Standing fighting positions have been studied and refined since the earliest martial arts traditions, with each combat system developing optimal stances for its specific techniques. Boxing codified the orthodox and southpaw stances, wrestling developed the staggered stance, and MMA synthesised elements from multiple traditions into a versatile standing fighting framework.
Unified MMA: legal — Legal; IBJJF: legal — Legal; IJF: legal — Legal; WBC/Boxing: legal — Legal — stance and footwork are fundamental; WKF: legal — Legal; UWW: legal — Legal
Danger rating 2/10. Low — standing positions are pre-engagement stances; minimal direct risk
The standard setup chain: Achieve Guard Contact → Control Grips → Manage Distance → Threaten Submissions/Sweeps.

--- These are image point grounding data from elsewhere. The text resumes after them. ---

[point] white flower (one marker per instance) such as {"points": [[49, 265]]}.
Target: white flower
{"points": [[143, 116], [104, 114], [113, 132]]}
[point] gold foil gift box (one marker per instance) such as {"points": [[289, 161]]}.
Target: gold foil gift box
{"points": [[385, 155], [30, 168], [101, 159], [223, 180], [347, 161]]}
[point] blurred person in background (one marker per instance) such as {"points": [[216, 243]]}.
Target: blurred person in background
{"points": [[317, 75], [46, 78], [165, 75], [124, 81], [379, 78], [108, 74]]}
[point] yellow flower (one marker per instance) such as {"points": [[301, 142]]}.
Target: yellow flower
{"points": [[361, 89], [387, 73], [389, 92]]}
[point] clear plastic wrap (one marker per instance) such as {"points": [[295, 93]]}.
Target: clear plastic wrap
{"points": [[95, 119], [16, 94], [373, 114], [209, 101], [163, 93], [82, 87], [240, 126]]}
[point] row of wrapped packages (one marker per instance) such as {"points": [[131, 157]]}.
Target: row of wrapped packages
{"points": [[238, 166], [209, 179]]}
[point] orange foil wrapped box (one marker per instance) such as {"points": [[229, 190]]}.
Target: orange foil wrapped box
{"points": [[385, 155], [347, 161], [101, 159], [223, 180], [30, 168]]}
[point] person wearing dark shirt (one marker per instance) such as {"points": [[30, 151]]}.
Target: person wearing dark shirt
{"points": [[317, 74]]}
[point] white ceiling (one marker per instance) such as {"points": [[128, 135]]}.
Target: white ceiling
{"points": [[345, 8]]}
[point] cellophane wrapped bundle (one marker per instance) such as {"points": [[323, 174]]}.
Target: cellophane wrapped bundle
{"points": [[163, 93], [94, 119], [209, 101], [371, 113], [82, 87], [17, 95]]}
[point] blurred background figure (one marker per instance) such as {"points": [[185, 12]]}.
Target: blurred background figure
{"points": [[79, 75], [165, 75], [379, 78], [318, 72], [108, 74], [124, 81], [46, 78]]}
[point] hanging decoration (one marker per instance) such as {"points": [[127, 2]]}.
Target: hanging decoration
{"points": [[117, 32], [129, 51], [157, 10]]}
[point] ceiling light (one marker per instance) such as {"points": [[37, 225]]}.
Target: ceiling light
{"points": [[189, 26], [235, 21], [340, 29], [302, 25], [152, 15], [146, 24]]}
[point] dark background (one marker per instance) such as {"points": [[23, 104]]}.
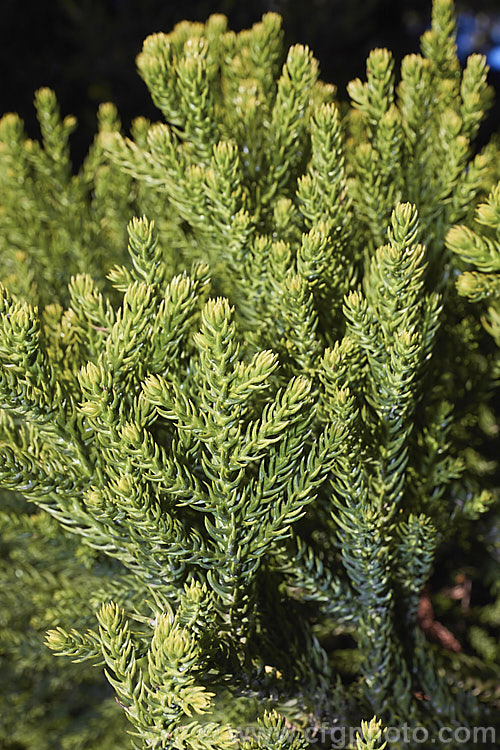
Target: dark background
{"points": [[85, 49]]}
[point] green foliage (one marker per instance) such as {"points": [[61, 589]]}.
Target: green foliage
{"points": [[257, 432]]}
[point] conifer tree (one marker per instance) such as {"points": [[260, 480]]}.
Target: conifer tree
{"points": [[247, 394]]}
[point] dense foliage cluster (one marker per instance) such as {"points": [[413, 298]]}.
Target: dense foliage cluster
{"points": [[235, 450]]}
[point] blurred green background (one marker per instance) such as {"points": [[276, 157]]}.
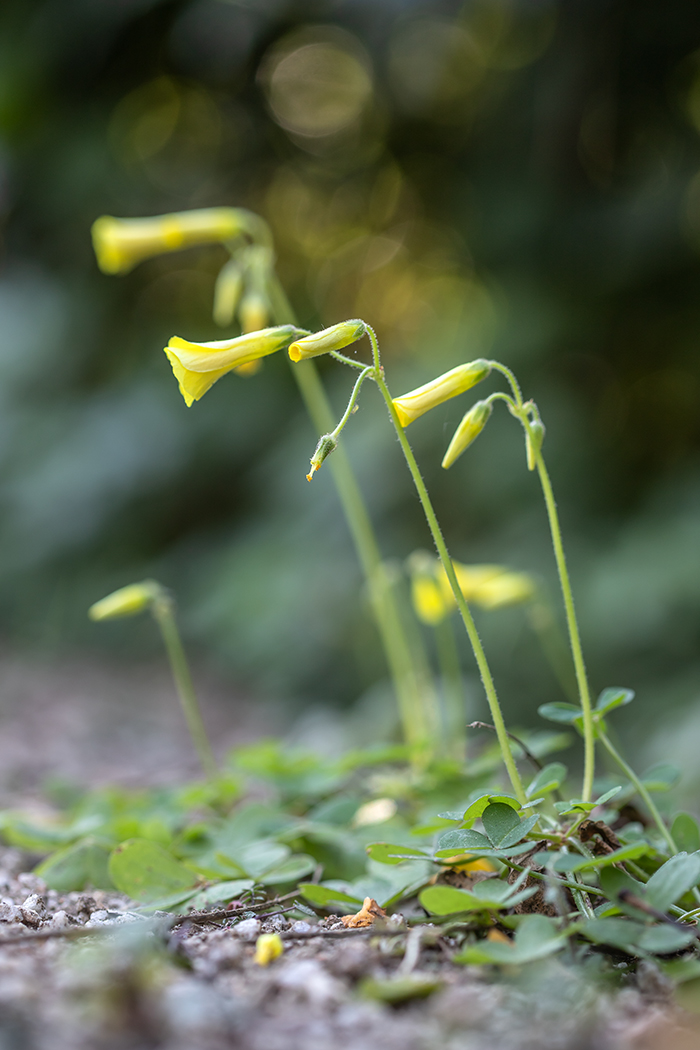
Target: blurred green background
{"points": [[518, 179]]}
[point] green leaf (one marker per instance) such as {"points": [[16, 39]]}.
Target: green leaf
{"points": [[536, 938], [290, 870], [499, 820], [463, 839], [661, 777], [478, 806], [611, 698], [322, 896], [672, 880], [387, 854], [685, 833], [548, 779], [504, 826], [567, 714], [79, 866], [146, 872]]}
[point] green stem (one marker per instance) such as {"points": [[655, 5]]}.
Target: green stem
{"points": [[574, 637], [408, 684], [630, 773], [433, 525], [455, 736], [164, 614]]}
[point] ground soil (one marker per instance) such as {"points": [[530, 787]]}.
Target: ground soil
{"points": [[83, 971]]}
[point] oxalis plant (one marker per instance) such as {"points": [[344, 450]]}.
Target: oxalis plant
{"points": [[602, 869]]}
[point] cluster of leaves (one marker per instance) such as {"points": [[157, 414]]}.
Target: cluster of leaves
{"points": [[555, 873]]}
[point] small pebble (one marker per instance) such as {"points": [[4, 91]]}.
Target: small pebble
{"points": [[249, 928]]}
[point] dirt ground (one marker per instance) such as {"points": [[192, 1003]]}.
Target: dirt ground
{"points": [[84, 971]]}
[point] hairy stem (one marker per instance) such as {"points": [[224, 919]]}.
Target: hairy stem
{"points": [[165, 617], [574, 637]]}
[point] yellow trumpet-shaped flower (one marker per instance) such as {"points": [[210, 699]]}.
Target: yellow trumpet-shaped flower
{"points": [[127, 601], [268, 947], [197, 365], [415, 403], [120, 244], [509, 588], [326, 340], [468, 431]]}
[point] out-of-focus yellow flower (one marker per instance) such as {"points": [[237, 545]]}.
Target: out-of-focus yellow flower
{"points": [[471, 425], [120, 244], [326, 340], [127, 601], [488, 586], [412, 404], [509, 588], [268, 947], [197, 365]]}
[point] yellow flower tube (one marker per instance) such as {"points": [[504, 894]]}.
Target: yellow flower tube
{"points": [[468, 431], [412, 404], [197, 365], [120, 244], [329, 339]]}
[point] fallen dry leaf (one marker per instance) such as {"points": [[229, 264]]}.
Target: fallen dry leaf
{"points": [[367, 915]]}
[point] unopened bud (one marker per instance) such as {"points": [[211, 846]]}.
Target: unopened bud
{"points": [[268, 947], [227, 292], [327, 340], [534, 438], [325, 445], [127, 601], [412, 404], [469, 428]]}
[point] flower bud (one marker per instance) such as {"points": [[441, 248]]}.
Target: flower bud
{"points": [[412, 404], [508, 588], [227, 292], [326, 340], [127, 601], [325, 445], [268, 947], [534, 438], [469, 428], [120, 244], [197, 365]]}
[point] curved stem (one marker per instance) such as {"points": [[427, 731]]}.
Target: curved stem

Standard counters include: Guard Pass — systematically work to clear the legs and establish a dominant position / Leg Pin — control one or both legs to neutralize guard retention / Pressure Passing — use heavy chest pressure to flatten and immobilize the guard player.
Common variants: Standard guard (primary leg and grip configuration for control and attack…); Offensive guard (configured for sweeps and submissions); Defensive guard (prioritising distance management and preventing passes); Transition guard (moving between guard types to adjust to the opponent's pa…).
Standing position is the starting position in all combat sports competitions.
Top errors to watch for: Standing square to the opponent — a staggered stance provides better mobility and power generation / Flat-footed stance — stay on the balls of the feet for quick movement / Standing too close or too far — each fighter has an optimal distance; find and maintain it / Not moving the feet — static fighters are easy to hit and easy to take down.
The Standing Position is also known as Tachi Taisei, Stance, Standing Game, Footwork Position, Upright Position.